New studio. New client. I am so excited! While setting up for our first in-person meeting I am reminded of what people often think of when being photographed for their high school pictures. My model is supposed to pose. I, the Photographer, hold a black camera to my face and say “great” a lot while my camera makes shutter noises. She poses. I crouch. We know the routine: “Can you move a little to the left?” “Take a deep breath then smile again.” “Sit a little straighter and throw those shoulders back and relax.”

That is the expectation (or lack of it) for senior photos. Really, any “passing on to the next phase” type of photography runs the same way.  A tried and true formula: pose, smile, shoot, correct, repeat as necessary. We have all been there more than once as models.

Keeping it Real

That “shoot and burn” type of photography is not for me. I do not want to just make photocopies of a person’s face and hand over a flash drive of images. When I show the end result of the process, I want my client, my model, to see themselves, their real selves: vibrant, exciting, full of life! Seeing themselves in a beautiful wall portrait I created for them is what I do. For the high school seniors, we capture the moment with an eye into the future. Who will you be? It is very exciting.

For me, as a photographer, the moment of connection is really palpable. The camera is a mediator, it is a crystal ball of sorts. It captures things our eyes usually cannot. Magic happens right there. On my end, I know I have the right camera, the right settings, the right light, and I feel comfortable talking with the model and can tell that me getting into “the zone” is working both ways. We connect, and the real person is emerging in between us.

My collaborative work with a recent client, Ellie, was amazing. At the pre-shooting consultation, she was a confident, quirky, and fun type of girl. She smiles all the time and has a really cool vibe. The clothing she brought for us to look at was a wonderful melange of thrift store finds and contemporary pieces, all in throwback styles–1960’s, 70’s, 80’s–you name it!

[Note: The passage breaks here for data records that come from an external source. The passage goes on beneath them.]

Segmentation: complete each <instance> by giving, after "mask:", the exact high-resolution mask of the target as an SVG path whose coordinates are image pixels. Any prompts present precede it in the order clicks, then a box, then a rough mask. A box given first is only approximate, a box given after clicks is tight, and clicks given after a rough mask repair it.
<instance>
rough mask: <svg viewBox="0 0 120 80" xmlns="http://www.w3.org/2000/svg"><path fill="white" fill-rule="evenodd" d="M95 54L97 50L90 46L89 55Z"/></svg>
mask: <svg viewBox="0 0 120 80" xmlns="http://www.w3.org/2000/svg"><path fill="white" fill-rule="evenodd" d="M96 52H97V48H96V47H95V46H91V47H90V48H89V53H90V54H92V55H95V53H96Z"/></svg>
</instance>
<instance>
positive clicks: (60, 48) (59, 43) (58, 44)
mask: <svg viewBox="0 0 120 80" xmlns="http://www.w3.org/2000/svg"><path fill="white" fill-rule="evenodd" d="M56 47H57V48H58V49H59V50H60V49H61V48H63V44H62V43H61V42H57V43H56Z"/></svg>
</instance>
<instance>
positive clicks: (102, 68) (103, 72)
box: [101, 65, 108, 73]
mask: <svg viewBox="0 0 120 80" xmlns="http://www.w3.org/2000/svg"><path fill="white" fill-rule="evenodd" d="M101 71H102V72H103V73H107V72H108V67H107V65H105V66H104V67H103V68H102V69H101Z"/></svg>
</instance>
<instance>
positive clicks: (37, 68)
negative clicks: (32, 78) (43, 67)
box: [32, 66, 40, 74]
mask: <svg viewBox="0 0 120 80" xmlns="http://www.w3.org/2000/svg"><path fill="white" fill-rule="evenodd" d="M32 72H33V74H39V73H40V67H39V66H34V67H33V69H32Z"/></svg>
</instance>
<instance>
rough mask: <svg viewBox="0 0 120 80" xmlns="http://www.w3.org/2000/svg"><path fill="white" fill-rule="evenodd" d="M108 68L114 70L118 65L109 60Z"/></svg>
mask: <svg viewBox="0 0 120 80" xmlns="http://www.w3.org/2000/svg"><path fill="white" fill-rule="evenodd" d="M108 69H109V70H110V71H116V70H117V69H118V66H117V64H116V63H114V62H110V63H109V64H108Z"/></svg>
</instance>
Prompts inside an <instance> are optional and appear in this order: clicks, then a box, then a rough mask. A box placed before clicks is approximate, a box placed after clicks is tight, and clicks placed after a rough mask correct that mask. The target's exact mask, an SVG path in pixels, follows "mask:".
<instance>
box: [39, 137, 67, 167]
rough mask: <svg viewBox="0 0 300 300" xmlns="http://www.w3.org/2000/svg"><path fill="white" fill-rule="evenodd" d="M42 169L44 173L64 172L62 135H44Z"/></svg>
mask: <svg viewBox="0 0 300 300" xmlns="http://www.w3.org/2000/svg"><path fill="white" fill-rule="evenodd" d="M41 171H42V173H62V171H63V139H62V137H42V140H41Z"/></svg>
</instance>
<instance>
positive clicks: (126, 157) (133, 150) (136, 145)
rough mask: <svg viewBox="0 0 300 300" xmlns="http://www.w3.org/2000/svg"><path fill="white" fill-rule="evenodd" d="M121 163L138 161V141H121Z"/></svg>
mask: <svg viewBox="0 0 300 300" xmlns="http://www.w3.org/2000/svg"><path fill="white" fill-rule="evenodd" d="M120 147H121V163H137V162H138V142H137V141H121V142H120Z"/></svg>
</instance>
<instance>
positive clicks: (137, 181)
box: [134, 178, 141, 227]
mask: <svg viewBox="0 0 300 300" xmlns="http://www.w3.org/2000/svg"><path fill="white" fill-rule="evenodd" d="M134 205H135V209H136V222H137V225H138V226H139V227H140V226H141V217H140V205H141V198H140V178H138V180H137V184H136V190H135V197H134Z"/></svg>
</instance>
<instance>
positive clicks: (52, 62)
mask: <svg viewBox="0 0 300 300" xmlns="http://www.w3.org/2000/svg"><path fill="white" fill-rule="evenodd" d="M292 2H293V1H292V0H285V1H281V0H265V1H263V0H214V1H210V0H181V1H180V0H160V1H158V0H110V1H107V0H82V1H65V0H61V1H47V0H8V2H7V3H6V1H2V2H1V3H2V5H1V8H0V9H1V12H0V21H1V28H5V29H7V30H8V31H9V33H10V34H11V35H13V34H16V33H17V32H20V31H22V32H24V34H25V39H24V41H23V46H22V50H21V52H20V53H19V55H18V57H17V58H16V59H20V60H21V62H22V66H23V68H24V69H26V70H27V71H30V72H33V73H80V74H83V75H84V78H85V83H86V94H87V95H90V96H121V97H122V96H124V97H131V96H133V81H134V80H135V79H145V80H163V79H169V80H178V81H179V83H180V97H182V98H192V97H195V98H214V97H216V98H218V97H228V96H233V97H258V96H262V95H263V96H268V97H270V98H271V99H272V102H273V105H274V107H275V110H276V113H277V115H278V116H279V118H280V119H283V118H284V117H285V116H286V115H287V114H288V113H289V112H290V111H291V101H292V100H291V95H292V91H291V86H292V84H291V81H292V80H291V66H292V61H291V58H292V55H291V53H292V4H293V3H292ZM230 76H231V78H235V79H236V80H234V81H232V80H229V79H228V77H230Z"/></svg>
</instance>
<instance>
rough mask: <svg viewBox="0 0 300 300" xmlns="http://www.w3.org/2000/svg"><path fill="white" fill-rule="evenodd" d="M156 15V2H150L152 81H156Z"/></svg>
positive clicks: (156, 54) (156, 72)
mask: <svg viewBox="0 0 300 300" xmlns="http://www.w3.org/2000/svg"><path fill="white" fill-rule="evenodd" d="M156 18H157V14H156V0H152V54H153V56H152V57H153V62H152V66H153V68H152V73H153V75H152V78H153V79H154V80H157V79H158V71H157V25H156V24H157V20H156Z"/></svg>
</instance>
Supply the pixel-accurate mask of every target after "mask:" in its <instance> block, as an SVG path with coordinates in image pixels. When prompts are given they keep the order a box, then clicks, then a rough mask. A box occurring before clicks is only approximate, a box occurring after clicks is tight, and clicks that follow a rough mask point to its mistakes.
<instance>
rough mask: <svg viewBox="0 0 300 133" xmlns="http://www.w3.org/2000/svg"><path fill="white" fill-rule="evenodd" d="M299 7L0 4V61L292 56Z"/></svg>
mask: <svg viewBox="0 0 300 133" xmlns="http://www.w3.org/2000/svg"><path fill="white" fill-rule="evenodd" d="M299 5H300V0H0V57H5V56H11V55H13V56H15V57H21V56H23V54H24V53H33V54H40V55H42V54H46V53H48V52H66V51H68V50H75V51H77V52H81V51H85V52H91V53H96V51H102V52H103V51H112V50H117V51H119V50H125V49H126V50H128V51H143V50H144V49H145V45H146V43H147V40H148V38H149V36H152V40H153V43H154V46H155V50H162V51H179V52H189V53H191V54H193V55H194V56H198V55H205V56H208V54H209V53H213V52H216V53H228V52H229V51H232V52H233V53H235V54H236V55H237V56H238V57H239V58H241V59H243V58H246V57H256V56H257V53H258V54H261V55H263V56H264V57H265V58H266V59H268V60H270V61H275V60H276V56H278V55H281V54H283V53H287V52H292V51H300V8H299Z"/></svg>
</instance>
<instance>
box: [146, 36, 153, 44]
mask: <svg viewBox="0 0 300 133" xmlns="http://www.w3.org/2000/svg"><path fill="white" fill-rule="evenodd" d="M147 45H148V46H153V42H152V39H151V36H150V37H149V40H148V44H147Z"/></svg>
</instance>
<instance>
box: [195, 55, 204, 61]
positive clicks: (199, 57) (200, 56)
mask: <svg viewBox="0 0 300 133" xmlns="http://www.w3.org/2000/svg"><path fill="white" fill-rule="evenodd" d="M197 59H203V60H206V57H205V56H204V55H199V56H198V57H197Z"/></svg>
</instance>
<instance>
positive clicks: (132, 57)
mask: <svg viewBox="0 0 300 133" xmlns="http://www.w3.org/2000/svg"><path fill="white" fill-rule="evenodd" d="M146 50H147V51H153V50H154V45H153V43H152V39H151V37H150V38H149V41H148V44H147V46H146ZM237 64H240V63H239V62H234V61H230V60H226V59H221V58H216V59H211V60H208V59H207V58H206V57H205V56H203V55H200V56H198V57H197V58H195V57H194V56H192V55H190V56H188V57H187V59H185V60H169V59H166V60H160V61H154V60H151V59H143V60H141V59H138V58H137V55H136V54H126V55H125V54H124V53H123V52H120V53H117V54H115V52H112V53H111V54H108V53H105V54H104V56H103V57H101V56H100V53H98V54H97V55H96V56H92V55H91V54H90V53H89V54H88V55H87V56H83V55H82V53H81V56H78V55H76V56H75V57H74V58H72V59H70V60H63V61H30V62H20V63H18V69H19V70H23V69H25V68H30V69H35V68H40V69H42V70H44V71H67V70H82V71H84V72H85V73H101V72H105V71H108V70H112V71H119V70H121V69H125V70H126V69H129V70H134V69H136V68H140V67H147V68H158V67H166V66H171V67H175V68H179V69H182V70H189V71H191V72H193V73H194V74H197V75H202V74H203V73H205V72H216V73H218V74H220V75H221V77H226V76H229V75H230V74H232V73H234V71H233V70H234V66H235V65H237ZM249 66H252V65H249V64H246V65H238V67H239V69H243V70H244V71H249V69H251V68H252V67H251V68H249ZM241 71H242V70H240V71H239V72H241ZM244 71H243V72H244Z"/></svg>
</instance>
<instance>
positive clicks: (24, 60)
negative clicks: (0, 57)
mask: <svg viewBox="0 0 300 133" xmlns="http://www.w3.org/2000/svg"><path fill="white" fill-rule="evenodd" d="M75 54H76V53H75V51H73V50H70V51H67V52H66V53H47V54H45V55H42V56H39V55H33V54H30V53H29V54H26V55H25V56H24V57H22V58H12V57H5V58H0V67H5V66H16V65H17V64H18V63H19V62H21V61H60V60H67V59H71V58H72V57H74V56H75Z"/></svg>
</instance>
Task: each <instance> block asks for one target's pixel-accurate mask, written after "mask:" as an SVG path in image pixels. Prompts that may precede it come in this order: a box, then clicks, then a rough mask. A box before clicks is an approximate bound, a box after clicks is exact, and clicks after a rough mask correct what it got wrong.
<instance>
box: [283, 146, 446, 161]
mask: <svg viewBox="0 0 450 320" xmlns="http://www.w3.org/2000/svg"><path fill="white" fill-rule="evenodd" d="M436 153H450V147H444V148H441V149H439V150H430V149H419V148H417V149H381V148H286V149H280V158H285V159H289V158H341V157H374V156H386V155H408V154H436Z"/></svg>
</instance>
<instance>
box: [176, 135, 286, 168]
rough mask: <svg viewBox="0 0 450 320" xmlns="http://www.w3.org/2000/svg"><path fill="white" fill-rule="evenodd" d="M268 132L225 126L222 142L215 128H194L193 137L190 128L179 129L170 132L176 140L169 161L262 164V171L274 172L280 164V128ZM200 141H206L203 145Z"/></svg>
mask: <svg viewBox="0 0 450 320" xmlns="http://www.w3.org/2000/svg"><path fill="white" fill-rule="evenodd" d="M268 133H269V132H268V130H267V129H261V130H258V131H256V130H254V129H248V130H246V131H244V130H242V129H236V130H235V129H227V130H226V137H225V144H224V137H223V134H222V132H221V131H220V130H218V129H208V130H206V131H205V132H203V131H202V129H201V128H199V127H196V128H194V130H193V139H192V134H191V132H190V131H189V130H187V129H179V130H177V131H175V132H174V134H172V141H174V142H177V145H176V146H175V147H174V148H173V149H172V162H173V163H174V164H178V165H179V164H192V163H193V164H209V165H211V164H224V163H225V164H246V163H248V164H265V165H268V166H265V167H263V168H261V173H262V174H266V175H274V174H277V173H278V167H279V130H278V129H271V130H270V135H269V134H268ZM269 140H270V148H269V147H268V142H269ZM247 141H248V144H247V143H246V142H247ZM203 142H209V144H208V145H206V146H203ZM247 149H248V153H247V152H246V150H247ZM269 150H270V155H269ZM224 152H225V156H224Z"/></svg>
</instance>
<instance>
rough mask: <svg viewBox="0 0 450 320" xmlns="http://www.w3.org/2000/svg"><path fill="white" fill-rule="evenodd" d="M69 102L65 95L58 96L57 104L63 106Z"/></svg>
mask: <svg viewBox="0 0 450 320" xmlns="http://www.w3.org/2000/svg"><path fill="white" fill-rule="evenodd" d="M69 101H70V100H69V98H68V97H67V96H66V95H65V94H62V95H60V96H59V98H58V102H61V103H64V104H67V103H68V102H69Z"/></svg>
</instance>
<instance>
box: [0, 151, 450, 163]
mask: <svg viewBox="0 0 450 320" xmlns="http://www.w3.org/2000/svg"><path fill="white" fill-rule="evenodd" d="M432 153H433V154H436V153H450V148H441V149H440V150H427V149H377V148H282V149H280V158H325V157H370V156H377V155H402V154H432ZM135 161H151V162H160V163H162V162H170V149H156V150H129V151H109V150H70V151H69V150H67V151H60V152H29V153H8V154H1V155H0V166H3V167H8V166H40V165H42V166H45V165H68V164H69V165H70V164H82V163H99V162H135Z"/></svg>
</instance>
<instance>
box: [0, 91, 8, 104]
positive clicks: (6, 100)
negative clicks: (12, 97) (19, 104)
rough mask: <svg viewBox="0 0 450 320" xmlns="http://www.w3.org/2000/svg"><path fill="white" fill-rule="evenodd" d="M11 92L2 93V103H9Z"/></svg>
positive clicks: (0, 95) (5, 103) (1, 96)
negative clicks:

I could immediately see that working with this multifaceted young woman was going to be exciting, fun, creative, and real. 

As I explained my process to Ellie, mentioning that she would be getting her hair and makeup professionally done right before the photo shoot, I could see the excitement building in her. This was going to be a special day, just for her. I wanted to make sure of it.

I knew with certainty: That’s It! That was the beginning of a magical moment.

We were chatting about things she liked to do, her friends, places she likes to go, the usual–but in the back of my mind, I was already thinking about context. How do I help set up the context for this beautiful and expressive young woman, Ellie, to be her true self in front of a camera-wielding audience?  How can I help express with my own personality, camera, and skills so that she can remember this moment forever? How?

Then she said “Skating. I love roller skating.”

Oh my! “Let’s do that! We have to totally do that!” 

I knew with certainty: That’s It! That was the beginning of a magical moment. We talked more and discussed ideas for getting a time and location that would work, what to wear, and on and on. But from that moment we were in a collaboration. We had bridged the gap between the photographer and model using the camera as a bridge. The three of us would do this. 

On the day of the shoot, Ellie was really enthusiastic. That sort of thing is hard to describe. She was actually looking forward to doing the shoot and not worried about the end result. But first, we had makeup and hair to get done.